Ülkemizde mücadele, sol sosyalizm adına mücadelenin önüne çöreklenen reformizm, revizyonizme, sistemle iç içe barışık yaşama, halklarımızın kurtuluşu adına sistemin dümen suyunda kürek çekenlere karşı bayrak açan yürünmesi gereken yolu bizlere gösterenlerdiler. Mahirler Kızıldere’de, Denizler darağacında, İbrahim faşizmin zindanlarında düşman karşısında devrimci kararlılık duruşun nasıl olması gerektiğini canlarıyla bizlere gösterdiler. Salt bunu göstermekle de kalmadılar. Devrimciler arası ve devrimci örgütler arasında rekabetçiliğin değil, devrimci dayanışmanın, halkın çıkarlarının her şeyden önce geldiğini de gösterdiler. Düşman karşısında ‘ben’ diyen değil biz diyenlerimizdiler. Onlar yaşamlarıyla, pratikleriyle devrimin öncüsü ve devrimciliğin ne olması gerektiğini bizlere göstermekle yetinmediler, yürünecek yolun gösterenleri oldular.

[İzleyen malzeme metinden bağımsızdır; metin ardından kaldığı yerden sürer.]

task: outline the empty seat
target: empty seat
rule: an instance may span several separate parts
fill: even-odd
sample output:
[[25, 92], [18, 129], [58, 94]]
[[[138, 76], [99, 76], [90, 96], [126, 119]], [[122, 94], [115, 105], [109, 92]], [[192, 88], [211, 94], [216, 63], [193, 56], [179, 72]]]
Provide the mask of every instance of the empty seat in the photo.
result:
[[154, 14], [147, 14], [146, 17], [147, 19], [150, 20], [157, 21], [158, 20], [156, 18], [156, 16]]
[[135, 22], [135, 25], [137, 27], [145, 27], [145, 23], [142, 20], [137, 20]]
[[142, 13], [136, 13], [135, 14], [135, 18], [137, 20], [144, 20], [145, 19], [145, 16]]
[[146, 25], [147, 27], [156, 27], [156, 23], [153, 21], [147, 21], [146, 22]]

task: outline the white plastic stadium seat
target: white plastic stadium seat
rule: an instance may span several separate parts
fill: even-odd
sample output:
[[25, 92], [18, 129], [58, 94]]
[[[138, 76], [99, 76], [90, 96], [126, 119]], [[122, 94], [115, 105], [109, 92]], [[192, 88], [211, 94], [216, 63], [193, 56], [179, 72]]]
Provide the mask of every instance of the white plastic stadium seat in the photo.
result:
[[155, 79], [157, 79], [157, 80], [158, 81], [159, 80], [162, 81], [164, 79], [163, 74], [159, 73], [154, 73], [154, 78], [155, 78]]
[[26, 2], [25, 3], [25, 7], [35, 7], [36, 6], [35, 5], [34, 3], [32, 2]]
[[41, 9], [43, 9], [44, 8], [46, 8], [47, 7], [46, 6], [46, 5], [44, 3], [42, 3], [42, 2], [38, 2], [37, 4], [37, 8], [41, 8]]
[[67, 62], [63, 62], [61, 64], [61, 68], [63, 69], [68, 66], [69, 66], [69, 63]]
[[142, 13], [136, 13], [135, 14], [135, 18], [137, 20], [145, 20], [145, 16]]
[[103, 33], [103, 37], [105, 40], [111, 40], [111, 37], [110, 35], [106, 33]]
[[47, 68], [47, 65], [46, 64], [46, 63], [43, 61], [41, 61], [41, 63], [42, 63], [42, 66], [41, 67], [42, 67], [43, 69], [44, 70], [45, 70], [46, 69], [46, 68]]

Türkiye Komünist Partisi-Marksist Leninist (TKP-ML) ve Türkiye İşçi Köylü Kurtuluş Ordusu’nun (TİKKO) kurucusu İbrahim Kaypakkaya’nın işkencelerde ser verip sır vermeyerek ölümsüzleşmesinin üzerinden 47 yıl geçti. Onu katledenler çoktan unutulup gittiler ama İbrahim Kaypakkaya halklarımızın yüreğinde ve beyninde hep yaşadı, yaşıyor.
Başta yiğit, devrimci İbrahim Kaypakkaya’ya olmak üzere faşizm ve sömürgecilik karşısında halklarımızın özgürlük, sosyalizm mücadelesi ve Kürt halkının bağımsızlık kurtuluşu için sömürgecilik karşısında bayraklaşan Deniz Dezmiş, Yusuf Aslan, Hüseyin İnan, İbrahim Kaypakkaya, Haki Karer ve 12 Eylül faşizm karşısında boyun eğmeyen Dörtler Ferhat Kurtay, Mahmut Zengin, Eşref Anyık ve Necmi Öner şahsında Mayıs ayında ölümsüzleşen tüm devrim ve sosyalizm mücadelesi şehitlerini saygıyla anıyoruz.
Onlardan devraldığımız mirasla bugün başta AKP-MHP faşist ittifakı olmak üzere faşizme-emperyalizme karşı halklarımızın bağımsızlık, özgürlük, sosyalizm mücadelesini zafere taşımak en büyük sorumluğumuz ve devrimci görevimizdir. Onları anmak, onları sahiplenmek düşman karşısında mücadeleyi geliştirmek onu zafere taşımaktır. Bunu başardığımız oranda onların devamcısı ve onları gerçek sahiplenicisi olacağımızı asla unutmamalıyız.
Mayıs ayı şehitleri yolumuzu aydınlatmaya devam ediyor!
Devrim şehitleri ölümsüzdür!
Yolumuz devrim yolunda ölümsüzleşenlerin yoludur!